How Cyber Security and Information Security Standards Work Together to Protect Your Organisation
While often used interchangeably, cyber security and information security cover different aspects of protecting organisational data. In short, cyber security is a subset of information security, dealing specifically with online and digital threats, while information security covers all methods of protecting information from various risks.
Information Security
Information Security, on the other hand, encompasses a broader approach to protecting all types of information—both digital and physical. The ISO/IEC 27000 series is the primary standard family here, with ISO/IEC 27001 as the core standard, setting requirements for an Information Security Management System (ISMS). This family aims to ensure the confidentiality, integrity, and availability of all information assets. Additional standards, like ISO/IEC 27002 (controls) and ISO/IEC 27701 (privacy), support organisations in comprehensive information protection.

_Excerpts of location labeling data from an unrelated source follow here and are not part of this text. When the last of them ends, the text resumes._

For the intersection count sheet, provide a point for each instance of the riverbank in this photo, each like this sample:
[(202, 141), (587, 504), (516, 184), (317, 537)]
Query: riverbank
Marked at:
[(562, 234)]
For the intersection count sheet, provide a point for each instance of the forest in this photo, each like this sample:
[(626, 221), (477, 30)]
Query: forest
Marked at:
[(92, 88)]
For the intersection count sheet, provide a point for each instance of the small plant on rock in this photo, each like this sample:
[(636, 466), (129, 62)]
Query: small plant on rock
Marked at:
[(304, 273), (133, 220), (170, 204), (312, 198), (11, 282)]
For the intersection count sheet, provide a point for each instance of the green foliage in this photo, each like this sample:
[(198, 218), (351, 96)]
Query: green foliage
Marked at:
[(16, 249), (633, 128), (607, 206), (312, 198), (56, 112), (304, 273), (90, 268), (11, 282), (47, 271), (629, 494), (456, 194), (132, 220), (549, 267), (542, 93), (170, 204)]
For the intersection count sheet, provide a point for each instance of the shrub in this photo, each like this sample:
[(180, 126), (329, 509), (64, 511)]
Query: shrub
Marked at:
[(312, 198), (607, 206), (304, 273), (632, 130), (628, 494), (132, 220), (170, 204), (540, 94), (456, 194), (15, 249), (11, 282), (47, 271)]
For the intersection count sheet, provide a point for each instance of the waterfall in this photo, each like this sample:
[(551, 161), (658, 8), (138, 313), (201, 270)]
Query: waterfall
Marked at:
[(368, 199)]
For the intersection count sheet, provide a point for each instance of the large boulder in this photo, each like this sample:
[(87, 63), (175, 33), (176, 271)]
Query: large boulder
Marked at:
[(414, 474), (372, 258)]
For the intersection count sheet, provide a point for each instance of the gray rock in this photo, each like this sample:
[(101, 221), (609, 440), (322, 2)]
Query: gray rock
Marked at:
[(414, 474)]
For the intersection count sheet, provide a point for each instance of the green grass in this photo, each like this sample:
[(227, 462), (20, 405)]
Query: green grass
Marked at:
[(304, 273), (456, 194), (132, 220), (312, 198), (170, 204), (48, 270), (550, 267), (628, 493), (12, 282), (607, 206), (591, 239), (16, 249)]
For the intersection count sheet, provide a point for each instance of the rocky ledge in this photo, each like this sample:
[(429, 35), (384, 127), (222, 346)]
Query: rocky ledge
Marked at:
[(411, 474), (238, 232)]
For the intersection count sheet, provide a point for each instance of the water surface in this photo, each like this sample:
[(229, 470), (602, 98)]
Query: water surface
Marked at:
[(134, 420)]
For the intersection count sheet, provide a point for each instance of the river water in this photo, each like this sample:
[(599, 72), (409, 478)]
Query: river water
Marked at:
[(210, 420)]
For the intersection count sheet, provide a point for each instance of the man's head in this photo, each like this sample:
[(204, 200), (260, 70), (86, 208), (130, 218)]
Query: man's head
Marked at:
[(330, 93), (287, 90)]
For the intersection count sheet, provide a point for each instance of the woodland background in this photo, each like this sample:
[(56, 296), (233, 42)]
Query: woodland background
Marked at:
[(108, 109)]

ATOL are launching specialised courses in ISO 27001 Information Security Management Systems, equipping organisations with the skills to implement and maintain strong information security practices in line with international standards.
Cyber Security
Cyber Security focuses on defending digital assets—systems, networks, and data—from cyber threats such as hacking, malware, and phishing attacks. Standards like ISO/IEC 27032 provide guidelines for safeguarding against cyber threats, while others, like ISO/IEC 27033 (Network Security) and ISO/IEC 30111 (Vulnerability Handling), address specific areas within cyber security. These standards work together to create a secure cyber environment for online and network-based assets.